Aattakatha  is a literary genre in Malayalam language consisting of the libretto used for the Indian classical dance drama kathakali. The word aatta-katha literally means "story for dancing and acting" (atu "to dance" + kathā "story"). 
The narrative framework of aattakatha consists quatrains in Sanskrit metres where the diction also is heavily Sanskritised; 
the dialogue part, however, is made up of padas, which can be set to raga (tune) and tala (rhythm) and have to be rendered by means of gestures and body movements by the actors while being sung by musicians from behind.

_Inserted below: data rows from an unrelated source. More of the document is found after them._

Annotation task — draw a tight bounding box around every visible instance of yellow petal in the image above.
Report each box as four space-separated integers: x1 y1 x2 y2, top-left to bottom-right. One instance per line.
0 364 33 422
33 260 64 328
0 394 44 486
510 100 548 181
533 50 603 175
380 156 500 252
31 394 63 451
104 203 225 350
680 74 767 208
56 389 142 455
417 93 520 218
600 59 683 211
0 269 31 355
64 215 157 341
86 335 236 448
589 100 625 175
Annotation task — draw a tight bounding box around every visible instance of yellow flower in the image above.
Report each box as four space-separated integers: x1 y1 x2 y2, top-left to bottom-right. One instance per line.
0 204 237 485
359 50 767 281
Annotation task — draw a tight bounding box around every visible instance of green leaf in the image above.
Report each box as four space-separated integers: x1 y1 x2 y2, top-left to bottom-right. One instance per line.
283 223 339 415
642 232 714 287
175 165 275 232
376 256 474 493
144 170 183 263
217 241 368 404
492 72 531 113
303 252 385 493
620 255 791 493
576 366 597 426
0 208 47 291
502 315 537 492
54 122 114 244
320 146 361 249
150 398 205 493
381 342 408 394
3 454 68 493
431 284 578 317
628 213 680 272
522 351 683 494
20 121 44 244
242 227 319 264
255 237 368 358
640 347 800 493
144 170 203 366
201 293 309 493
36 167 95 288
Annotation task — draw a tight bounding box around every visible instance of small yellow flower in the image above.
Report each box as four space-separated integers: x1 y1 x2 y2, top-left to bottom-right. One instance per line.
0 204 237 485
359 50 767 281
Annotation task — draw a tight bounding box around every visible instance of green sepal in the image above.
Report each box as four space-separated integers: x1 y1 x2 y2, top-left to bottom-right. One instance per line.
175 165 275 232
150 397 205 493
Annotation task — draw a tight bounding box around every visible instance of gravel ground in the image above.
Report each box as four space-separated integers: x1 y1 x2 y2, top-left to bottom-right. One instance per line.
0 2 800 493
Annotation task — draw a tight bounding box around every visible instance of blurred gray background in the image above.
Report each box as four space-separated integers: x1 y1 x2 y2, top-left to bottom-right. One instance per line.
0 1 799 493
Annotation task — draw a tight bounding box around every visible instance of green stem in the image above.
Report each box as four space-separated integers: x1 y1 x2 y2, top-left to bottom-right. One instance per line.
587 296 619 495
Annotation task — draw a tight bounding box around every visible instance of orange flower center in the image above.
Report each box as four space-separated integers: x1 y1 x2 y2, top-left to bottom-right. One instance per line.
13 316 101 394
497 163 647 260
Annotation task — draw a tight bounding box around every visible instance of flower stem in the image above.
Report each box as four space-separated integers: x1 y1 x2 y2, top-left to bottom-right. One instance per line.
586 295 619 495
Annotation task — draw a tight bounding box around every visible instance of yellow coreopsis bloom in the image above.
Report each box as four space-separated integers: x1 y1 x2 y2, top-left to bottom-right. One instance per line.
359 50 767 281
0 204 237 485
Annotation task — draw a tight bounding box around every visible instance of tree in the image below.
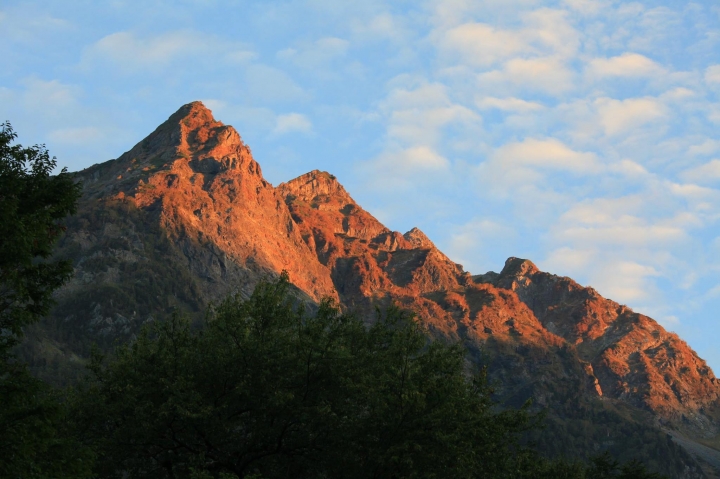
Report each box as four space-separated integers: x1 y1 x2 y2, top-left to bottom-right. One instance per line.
0 123 80 355
0 123 90 478
75 275 548 478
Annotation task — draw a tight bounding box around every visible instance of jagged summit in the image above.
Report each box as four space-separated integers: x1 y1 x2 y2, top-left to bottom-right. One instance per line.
277 170 356 205
500 256 540 277
403 226 435 249
43 102 720 476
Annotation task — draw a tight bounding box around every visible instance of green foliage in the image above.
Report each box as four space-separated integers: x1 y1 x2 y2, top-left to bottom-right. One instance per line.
0 362 93 479
0 123 80 354
0 123 92 478
75 276 548 478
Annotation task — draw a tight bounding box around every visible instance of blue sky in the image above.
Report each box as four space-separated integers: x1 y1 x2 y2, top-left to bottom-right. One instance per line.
0 0 720 372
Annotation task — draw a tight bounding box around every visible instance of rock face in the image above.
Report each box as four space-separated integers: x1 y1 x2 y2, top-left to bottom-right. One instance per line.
29 102 720 477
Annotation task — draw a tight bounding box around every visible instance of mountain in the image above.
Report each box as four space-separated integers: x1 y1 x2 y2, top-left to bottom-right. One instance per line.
21 102 720 478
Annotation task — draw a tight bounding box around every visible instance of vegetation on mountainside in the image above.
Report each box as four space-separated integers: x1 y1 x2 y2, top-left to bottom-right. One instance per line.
476 339 692 477
0 124 676 479
0 123 90 478
74 275 660 479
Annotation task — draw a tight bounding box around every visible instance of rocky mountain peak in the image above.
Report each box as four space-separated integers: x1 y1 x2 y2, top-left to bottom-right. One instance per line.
278 170 356 205
500 257 540 278
403 227 435 249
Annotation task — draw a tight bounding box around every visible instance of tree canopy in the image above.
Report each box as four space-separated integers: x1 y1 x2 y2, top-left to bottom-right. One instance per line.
0 123 80 354
78 276 552 478
0 123 90 478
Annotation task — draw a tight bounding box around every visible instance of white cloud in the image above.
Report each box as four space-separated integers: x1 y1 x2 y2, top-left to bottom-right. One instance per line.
381 83 481 148
595 98 668 136
83 30 256 73
245 65 310 103
588 53 663 78
492 138 601 173
48 126 108 145
705 65 720 85
431 8 580 67
680 159 720 183
478 57 575 96
563 0 608 15
277 37 350 70
475 96 545 113
441 23 532 66
273 113 312 135
443 218 517 274
541 246 660 303
688 138 720 156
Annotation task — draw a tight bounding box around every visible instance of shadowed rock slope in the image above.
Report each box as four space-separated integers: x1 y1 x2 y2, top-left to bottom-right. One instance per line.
22 102 720 477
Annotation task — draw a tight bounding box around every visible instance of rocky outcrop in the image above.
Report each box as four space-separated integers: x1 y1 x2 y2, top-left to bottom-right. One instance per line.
29 102 720 477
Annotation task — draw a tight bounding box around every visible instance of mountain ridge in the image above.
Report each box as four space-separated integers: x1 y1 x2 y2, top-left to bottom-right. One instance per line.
25 102 720 477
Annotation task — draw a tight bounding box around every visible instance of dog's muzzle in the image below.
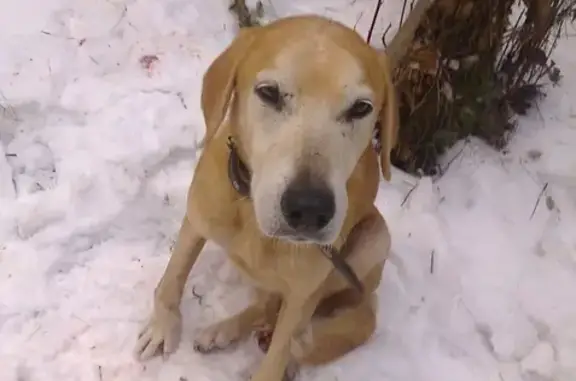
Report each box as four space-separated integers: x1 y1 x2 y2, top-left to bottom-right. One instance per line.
280 176 336 240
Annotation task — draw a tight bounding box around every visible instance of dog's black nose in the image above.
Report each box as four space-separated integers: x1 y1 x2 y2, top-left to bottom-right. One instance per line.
280 182 336 233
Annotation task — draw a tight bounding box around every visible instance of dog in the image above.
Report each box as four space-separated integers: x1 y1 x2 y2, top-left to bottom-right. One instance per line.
135 2 430 381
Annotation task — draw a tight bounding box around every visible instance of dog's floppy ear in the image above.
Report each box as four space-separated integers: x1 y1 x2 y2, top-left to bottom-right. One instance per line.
379 53 399 181
201 27 257 144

The origins of aattakatha literature dates back to the 12th century and it emerged as a literary genre in the 17th century. The earliest of the aattakathas is believed to be a cycle of eight Ramayana stories (collectively known as Ramanattam), composed by Kottarakkara Tampuran and about whose date there is an ongoing controversy. Next in importance are the works of Kottayathu Tampuran whose period is about the middle of the seventeenth century. Since the four aattakathas he wrote Bakavadham, Kalyanasaugandhikam, Kirmeeravadham and Kalakeyavadham punctiliously conform to the strict rules of kathakali, they are particularly favoured by orthodox artistes and their patrons. Another poet of this category is Irayimman Thampi (1783-1863). Unnayi Variyar’s Nalacharitham Aattakatha is one of the most famous works in this genre.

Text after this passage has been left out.